Toutefois, mon oncle Benjamin n’était pas ce que vous
appelez trivialement un ivrogne, gardez-vous de le croire.
C’était un épicurien qui poussait la philosophie jusqu’à
l’ivresse, et voilà tout. Il avait un estomac plein d’élévation
et de noblesse. Il aimait le vin, non pour lui-même, mais
pour cette folie de quelques heures qu’il procure, folie qui
déraisonne chez l’homme d’esprit d’une manière si naïve, si
piquante, si originale, qu’on voudrait toujours raisonner
ainsi.
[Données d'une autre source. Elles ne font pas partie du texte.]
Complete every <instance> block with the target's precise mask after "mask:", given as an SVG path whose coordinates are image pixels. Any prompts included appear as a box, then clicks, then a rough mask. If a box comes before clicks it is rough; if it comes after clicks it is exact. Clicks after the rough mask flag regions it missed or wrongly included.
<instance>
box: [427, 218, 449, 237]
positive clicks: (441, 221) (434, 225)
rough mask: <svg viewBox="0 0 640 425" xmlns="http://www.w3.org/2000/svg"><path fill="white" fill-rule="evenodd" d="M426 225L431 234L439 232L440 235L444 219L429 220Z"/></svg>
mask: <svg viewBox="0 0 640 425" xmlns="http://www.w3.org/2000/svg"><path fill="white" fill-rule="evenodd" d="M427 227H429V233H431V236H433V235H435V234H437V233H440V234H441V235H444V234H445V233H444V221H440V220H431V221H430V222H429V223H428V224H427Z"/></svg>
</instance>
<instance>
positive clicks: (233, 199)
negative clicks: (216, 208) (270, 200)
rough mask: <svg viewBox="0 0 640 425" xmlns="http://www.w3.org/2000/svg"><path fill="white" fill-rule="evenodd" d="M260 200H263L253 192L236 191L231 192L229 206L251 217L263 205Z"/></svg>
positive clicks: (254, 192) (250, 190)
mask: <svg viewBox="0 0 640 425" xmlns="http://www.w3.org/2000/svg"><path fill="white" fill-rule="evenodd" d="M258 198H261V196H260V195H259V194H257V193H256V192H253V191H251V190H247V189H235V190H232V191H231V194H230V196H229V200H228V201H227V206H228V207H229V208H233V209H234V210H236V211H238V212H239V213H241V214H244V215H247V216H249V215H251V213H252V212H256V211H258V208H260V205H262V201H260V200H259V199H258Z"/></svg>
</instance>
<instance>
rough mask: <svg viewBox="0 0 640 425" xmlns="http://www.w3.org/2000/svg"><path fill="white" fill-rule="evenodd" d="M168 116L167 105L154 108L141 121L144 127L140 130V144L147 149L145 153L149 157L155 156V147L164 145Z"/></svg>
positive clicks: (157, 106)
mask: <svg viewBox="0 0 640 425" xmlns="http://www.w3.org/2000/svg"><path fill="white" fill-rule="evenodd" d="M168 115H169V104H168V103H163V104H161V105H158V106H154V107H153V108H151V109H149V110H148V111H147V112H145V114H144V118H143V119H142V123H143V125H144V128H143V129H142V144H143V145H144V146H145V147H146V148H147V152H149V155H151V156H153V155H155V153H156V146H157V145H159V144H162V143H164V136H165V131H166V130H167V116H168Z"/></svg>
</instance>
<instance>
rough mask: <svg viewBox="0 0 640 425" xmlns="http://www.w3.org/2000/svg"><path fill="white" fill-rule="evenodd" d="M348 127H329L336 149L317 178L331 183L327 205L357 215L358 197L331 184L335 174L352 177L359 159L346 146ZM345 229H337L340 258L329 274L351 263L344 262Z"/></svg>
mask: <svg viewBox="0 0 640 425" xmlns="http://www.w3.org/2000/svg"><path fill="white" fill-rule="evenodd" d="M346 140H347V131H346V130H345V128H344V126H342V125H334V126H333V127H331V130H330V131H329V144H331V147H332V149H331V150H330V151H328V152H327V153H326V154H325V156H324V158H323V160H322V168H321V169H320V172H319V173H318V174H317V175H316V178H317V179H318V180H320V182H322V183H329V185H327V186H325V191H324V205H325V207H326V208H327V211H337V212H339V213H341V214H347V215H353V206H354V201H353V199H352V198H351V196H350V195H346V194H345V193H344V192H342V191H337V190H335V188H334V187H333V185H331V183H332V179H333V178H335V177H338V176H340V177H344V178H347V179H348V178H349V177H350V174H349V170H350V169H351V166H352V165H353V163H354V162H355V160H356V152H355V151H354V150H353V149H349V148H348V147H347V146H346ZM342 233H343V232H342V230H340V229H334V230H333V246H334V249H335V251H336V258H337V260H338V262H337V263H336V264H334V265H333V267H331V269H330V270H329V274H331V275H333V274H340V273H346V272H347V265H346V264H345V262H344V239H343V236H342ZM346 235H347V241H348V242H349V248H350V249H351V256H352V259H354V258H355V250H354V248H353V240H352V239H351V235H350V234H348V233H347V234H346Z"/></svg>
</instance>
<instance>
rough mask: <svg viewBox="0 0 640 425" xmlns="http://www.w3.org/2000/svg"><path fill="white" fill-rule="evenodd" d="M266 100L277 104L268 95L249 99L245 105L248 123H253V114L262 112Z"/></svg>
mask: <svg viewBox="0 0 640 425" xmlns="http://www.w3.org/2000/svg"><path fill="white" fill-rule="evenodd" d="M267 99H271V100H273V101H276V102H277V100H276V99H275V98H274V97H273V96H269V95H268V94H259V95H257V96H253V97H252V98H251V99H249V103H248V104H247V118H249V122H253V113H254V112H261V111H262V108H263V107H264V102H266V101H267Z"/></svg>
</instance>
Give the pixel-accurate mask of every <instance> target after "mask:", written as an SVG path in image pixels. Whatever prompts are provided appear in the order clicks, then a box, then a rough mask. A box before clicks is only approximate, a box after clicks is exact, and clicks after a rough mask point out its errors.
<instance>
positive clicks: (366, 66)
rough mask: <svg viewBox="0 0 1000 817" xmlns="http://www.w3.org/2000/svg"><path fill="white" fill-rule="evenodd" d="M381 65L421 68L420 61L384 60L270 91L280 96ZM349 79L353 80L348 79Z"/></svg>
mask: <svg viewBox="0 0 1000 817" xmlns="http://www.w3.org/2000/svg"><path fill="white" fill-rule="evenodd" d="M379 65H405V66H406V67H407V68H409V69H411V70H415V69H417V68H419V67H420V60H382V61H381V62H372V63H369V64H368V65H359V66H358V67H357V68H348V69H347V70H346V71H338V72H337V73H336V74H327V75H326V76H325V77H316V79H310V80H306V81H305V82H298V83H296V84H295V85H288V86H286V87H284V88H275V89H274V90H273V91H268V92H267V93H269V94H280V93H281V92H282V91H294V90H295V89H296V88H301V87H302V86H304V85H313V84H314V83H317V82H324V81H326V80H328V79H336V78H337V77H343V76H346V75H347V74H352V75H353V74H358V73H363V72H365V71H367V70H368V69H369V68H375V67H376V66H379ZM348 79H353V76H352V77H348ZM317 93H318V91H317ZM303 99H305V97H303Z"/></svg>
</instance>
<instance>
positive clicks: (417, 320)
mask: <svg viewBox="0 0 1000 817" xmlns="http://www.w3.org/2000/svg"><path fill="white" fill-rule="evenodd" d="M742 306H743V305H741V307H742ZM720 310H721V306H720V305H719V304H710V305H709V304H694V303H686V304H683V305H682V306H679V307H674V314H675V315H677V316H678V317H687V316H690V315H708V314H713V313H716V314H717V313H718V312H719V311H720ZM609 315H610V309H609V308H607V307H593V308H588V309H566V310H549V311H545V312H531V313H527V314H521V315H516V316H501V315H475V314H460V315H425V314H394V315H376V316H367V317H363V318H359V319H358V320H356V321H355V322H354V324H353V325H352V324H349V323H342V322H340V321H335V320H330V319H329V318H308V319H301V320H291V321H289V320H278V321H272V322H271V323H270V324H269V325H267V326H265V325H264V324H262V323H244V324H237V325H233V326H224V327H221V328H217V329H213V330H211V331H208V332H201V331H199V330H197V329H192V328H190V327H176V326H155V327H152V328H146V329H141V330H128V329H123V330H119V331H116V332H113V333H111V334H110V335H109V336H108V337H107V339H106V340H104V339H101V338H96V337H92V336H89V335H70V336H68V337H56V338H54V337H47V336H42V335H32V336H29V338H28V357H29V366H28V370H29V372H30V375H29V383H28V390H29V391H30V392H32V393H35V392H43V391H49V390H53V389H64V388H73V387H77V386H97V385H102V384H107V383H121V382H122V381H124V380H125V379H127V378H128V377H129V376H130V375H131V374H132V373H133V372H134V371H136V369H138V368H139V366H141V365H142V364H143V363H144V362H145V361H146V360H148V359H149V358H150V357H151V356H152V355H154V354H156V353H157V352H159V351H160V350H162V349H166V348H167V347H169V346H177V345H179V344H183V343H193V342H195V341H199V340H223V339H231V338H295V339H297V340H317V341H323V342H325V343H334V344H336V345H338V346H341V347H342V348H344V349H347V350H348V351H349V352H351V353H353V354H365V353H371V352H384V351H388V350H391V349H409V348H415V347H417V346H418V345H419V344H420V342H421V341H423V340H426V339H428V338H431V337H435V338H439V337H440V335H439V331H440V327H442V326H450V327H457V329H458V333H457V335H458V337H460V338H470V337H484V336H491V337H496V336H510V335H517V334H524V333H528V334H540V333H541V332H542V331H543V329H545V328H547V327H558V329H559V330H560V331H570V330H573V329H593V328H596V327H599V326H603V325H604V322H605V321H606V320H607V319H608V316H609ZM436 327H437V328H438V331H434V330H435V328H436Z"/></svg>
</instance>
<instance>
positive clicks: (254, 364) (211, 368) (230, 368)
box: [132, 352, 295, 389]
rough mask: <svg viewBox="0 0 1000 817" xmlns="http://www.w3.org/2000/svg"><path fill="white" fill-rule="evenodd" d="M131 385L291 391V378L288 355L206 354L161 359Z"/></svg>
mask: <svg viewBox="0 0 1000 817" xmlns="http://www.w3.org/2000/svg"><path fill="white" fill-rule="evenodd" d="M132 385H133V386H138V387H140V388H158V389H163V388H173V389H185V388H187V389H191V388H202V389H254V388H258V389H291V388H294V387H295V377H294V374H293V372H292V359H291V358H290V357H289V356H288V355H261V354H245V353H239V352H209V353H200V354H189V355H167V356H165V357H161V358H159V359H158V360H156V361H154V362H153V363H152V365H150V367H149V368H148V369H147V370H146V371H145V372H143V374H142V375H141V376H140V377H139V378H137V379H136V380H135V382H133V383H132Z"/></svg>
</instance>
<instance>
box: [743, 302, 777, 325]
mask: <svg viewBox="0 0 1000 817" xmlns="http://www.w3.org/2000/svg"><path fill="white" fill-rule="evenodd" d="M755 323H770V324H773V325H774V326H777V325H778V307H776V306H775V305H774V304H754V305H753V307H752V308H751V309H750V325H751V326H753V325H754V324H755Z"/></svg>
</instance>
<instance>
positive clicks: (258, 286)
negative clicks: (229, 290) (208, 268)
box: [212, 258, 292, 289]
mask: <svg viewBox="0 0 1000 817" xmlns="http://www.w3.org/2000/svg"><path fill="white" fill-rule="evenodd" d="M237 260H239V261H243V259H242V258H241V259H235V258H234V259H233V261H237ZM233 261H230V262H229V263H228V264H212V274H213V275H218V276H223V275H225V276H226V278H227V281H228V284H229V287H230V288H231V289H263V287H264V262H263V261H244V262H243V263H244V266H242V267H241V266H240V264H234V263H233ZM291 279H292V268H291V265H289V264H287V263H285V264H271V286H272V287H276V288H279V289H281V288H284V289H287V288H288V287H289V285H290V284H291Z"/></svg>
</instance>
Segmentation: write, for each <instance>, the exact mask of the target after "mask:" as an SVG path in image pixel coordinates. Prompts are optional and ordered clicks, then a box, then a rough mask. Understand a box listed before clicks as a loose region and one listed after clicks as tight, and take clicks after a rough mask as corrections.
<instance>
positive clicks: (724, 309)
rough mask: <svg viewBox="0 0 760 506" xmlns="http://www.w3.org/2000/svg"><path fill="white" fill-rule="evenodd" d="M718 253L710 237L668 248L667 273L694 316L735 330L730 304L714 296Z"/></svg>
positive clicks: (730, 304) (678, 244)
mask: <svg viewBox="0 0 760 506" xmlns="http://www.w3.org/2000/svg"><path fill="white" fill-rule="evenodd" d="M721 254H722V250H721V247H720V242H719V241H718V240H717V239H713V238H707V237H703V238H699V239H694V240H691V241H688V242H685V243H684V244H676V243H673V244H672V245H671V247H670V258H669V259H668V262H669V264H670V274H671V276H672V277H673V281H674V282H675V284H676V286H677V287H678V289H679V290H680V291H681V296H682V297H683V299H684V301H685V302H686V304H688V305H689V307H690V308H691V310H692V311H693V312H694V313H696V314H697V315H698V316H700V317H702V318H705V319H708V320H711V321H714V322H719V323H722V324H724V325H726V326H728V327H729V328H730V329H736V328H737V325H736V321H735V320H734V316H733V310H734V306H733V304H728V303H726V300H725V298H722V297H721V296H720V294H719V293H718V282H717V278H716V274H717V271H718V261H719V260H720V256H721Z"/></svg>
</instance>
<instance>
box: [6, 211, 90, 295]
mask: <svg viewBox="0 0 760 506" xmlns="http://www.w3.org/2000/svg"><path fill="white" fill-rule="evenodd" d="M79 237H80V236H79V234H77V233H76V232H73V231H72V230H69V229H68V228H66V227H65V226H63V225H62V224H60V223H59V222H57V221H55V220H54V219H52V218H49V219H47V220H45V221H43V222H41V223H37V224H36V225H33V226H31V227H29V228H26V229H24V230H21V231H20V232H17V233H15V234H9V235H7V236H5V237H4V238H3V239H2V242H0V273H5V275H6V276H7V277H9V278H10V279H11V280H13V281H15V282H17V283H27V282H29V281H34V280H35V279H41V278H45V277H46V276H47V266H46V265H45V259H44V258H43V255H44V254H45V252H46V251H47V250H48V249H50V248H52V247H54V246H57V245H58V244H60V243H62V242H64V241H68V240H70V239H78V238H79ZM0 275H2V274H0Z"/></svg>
S’il eût pu s’enivrer en lisant la messe, il eût lu la
messe tous les jours. Mon oncle Benjamin avait des
principes : il prétendait qu’un homme à jeun était un
homme encore endormi ; que l’ivresse eût été un des plus
grands bienfaits du Créateur, si elle n’eût fait mal à la tête ;
et que la seule chose qui donnât à l’homme la supériorité
sur la brute, c’était la faculté de s’enivrer.
La raison, disait mon oncle, ce n’est rien ; c’est la
puissance de sentir les maux présents, de se souvenir des
maux passés, et de prévoir les maux à venir. Le privilège
d’abdiquer sa raison est seul quelque chose. Vous dites que
l’homme qui noie sa raison dans le vin s’abrutit : c’est un
orgueil de caste qui vous fait tenir ce propos. Croyez-vous
donc que la condition de la brute soit pire que la vôtre ?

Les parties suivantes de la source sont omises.